Apart from excessive food intake, there are other nutritional, environmental, and behavioral factors that give rise to similar chronic inflammation in our bodies. Things such as processed food, traffic-related air pollution, inactivity, inadequate sleep, and stress, can have similar effects as obesity. To protect our splendid bodies from the harmful effects of chronic inflammation resulting from overeating and other factors, we need to carefully think about our external and internal responsibilities. We may need to make intensive, external lifestyle changes, including restricted energy intake, more exercise/physical activity, and a diet high in healthy, unprocessed foods.
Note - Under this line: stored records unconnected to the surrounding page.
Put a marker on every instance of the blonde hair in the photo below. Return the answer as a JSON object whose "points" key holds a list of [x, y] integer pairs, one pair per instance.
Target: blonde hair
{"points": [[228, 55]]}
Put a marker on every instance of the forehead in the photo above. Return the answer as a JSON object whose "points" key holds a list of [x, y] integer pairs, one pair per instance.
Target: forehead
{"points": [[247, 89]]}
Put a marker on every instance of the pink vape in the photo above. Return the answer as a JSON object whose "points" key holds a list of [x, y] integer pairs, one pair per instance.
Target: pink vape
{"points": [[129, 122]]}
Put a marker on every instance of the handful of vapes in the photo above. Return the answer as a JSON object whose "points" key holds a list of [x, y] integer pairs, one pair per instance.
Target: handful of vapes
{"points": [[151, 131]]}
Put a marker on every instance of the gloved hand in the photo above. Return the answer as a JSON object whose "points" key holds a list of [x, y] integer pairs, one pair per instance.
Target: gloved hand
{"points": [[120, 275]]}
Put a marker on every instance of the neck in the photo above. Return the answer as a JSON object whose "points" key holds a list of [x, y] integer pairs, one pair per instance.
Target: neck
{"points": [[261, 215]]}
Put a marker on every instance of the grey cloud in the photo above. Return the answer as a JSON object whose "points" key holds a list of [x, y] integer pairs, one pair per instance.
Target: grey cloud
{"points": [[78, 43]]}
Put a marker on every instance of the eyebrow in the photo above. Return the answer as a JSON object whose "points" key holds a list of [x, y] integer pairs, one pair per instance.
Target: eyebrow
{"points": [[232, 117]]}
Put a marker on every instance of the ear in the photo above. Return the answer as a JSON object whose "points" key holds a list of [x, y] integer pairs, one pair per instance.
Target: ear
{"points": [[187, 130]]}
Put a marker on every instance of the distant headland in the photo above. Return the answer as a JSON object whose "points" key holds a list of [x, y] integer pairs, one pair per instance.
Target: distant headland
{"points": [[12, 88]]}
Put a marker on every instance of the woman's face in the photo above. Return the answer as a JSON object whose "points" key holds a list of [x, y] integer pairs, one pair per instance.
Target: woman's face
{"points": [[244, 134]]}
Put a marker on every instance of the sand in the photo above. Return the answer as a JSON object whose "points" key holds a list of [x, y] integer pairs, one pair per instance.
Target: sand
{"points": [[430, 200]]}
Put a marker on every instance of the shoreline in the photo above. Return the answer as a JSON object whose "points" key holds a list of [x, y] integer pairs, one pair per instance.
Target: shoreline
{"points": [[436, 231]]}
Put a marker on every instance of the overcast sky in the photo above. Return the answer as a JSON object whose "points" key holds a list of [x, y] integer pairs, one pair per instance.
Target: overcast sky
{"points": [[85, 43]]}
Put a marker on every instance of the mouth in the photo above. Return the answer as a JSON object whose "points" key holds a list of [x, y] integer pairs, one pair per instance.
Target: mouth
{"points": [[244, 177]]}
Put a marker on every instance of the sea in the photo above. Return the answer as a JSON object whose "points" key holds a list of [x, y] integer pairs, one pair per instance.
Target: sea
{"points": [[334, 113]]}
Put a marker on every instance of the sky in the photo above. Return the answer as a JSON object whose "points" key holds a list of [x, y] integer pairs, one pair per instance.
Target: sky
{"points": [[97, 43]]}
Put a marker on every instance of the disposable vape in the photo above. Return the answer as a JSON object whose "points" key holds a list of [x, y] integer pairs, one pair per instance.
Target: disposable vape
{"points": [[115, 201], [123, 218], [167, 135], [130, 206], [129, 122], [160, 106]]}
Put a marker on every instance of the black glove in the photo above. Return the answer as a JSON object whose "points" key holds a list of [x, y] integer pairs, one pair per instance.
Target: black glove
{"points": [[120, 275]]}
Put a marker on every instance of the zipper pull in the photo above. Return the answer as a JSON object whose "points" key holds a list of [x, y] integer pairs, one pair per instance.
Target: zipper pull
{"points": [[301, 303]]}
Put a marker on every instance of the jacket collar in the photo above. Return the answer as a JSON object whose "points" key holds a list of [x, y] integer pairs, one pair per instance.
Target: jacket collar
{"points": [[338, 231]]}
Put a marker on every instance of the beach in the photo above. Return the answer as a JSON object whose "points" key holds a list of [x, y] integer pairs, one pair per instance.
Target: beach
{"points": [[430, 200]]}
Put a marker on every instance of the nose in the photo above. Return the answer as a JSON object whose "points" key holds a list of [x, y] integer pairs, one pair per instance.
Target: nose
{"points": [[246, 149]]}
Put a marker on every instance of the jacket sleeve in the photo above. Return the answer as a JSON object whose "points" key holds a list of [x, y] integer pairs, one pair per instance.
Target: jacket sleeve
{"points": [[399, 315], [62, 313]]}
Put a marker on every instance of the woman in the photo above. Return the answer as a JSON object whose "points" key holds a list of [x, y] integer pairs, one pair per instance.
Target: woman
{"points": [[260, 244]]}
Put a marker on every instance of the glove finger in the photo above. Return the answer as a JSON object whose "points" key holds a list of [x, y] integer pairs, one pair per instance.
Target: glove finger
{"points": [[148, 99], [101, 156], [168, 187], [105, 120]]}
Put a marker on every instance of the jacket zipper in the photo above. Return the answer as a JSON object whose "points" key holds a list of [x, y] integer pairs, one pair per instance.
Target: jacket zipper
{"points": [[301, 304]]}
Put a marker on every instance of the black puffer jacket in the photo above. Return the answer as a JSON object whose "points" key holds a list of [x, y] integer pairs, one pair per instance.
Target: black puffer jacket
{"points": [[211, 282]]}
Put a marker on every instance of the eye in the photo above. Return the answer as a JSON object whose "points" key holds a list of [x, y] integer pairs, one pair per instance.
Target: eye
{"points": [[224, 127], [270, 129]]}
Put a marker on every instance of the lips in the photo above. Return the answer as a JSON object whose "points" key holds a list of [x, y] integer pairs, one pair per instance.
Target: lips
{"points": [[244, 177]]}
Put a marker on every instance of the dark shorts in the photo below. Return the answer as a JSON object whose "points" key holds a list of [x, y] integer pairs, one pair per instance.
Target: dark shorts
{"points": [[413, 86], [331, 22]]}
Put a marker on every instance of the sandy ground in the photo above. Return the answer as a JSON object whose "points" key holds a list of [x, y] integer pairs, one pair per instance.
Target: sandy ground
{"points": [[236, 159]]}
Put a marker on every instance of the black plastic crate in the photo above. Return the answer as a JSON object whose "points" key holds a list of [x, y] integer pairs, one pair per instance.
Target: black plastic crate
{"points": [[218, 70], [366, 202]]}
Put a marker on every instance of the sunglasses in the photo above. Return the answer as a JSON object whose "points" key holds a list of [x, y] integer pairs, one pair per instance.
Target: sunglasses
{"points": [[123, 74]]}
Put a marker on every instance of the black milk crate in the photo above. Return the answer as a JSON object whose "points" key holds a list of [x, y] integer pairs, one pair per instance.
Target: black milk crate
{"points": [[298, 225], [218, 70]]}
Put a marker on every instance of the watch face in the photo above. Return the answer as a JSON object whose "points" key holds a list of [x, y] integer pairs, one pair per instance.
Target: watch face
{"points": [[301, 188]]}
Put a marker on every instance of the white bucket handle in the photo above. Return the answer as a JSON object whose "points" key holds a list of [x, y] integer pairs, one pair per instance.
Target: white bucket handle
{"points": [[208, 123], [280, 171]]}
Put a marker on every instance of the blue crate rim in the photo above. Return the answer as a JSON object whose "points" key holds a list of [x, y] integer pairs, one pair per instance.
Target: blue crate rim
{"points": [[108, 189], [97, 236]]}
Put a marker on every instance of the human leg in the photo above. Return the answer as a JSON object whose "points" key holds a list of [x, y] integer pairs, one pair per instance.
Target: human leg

As for the internal responsibilities, the most essential part is strengthening our self-control. By doing so, we may improve our willpower, which is needed to resist the temptation to overeat. Otherwise, disrupting the balance of our wonderful body by overeating is an offense and disrespect to its perfect order. Such an imbalanced state pushes our body further toward a biological cliff, to such an extent that the delicately and perfectly organized immune system declares war against the harmful lipid molecules and leads to the emergence of various inflammation-associated diseases. Therefore, to eliminate the risk of imbalances in our superbly designed bodies, we have many internal and external responsibilities to fulfill.